All that jazz, Bob Fosse,1979. El tema de la muerte no le preocupa solamente a quienes no la ven pasar cada día a su lado porque están distraídos en alguna otra cosa más o menos pasajera que forma parte de nuestra «maya», lo que los hinduistas consideran apariencias fenoménicas ilusorias. Hoy vivimos en una cultura donde el consumo y lo superfluo son el pan nuestro de cada día (valga la paradoja). A mis 26 años esta película, un verdadero show de la muerte desarrollado con mano maestra por Bob Fosse, me dejó literalmente temblando. Y todavía sigo así.

Amanece que no es poco, José Luis Cuerda. 1988. Este film lo vi unos años después de su estreno. Pleno de un humor bizarro e inteligente del principio al fin, del cual aquí incluyo dos ejemplos. Humor absolutamente surrealista, que me devoró. Encantadora realización y una película de culto en algunos círculos de cinéfilos. Rodada en la Sierra del Segura, Albacete, España.
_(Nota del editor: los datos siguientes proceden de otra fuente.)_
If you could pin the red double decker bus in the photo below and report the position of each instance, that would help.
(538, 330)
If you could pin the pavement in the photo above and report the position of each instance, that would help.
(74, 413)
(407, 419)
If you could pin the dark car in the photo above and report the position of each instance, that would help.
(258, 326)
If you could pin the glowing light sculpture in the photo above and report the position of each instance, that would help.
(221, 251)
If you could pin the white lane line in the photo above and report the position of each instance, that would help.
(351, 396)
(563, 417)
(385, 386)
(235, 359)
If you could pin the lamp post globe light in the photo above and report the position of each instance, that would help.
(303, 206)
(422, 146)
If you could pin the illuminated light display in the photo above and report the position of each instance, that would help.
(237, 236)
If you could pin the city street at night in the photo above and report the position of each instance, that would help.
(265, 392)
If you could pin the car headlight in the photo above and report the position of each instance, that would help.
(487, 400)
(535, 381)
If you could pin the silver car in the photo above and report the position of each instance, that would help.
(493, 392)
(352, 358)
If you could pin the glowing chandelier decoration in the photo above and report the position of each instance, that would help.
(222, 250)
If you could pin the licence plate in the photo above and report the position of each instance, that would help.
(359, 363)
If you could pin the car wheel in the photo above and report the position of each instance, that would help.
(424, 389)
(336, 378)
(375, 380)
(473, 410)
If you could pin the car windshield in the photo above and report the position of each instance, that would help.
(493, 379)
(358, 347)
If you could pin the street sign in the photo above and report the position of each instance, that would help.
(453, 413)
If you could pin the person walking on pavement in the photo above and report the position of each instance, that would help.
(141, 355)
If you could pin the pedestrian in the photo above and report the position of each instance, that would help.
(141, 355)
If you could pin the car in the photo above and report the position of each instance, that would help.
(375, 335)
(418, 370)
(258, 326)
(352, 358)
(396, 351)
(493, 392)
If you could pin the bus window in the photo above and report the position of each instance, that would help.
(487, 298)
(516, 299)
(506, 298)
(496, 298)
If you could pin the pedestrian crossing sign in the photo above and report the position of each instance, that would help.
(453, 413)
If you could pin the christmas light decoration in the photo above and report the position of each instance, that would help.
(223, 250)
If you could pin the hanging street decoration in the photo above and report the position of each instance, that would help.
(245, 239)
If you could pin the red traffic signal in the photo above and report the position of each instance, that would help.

Nueve reinas, Fabién Bielinsky. 2000. Un año que nadie olvida en Argentina, tal vez por eso me viene en seguida este film a la memoria. Además, claro, del brillante argumento y la soberbia actuación de Ricardo Darín y Gastón Pauls. Diría que una película típicamente argentina. De esas para no dejarnos olvidar las pesadillas recurrentes que nos aquejan a los ciudadanos de este país calesita.

Whatever works, Woody Allen. 2009. Difícil elegir una película de Woody Allen y fácil seleccionar escenas maravillosas en casi todas ellas. A mí me atrapa en especial una en la que no actúa Allen sino Larry David, el libretista de la famosa serie de culto Seinfeld. El personaje que protagoniza David, una de las variantes de looser que pone siempe Allen en sus films, interpreta diálogos y monólogos inolvidables (que me encantaría haber escrito) con un humor ácido y un argumento para mí gusto brillante.

Only lovers left alive, Jim Jarmusch. 2013. Las películas de vampiros nunca me atrajeron mucho, salvo esta, donde los vampiros son una buena excusa para plantear cuestionamientos cuasi filosóficos sobre la vida, las culturas y la civilización. Una joyíta de Jim Jarmush con excelentes actuaciones, hermosas imágenes y un ritmo que a muchos les va a parecer insoportablemenmte lento dentro de una ambientación muy sugerente.

Inseparables, Marcos Carnevale. 2016. Remake de la versión francesa a la que para mi gusto supera. Enfrenta a dos personajes totalmente diferentes en cuanto a origen cultural , social, económico, edades y realidades vitales. Muy emotiva, llena de humor. Entrañable. Me cuesta determinar a cuál de los dos personajes protagónicos me siento más cerca. Diría que estoy en el medio.

Mi obra Maestra, Andrés Duprat y Gastón Pozzo. 2018. Brandoni y Francella, dos actores que se lucen en una película con excelente argumento, fotografía y desarrollo. Humor, mucho humor, y una amistad cálida e indestructible más allá de las diferencias, como las que yo trato de cultivar, generalmente sin éxito.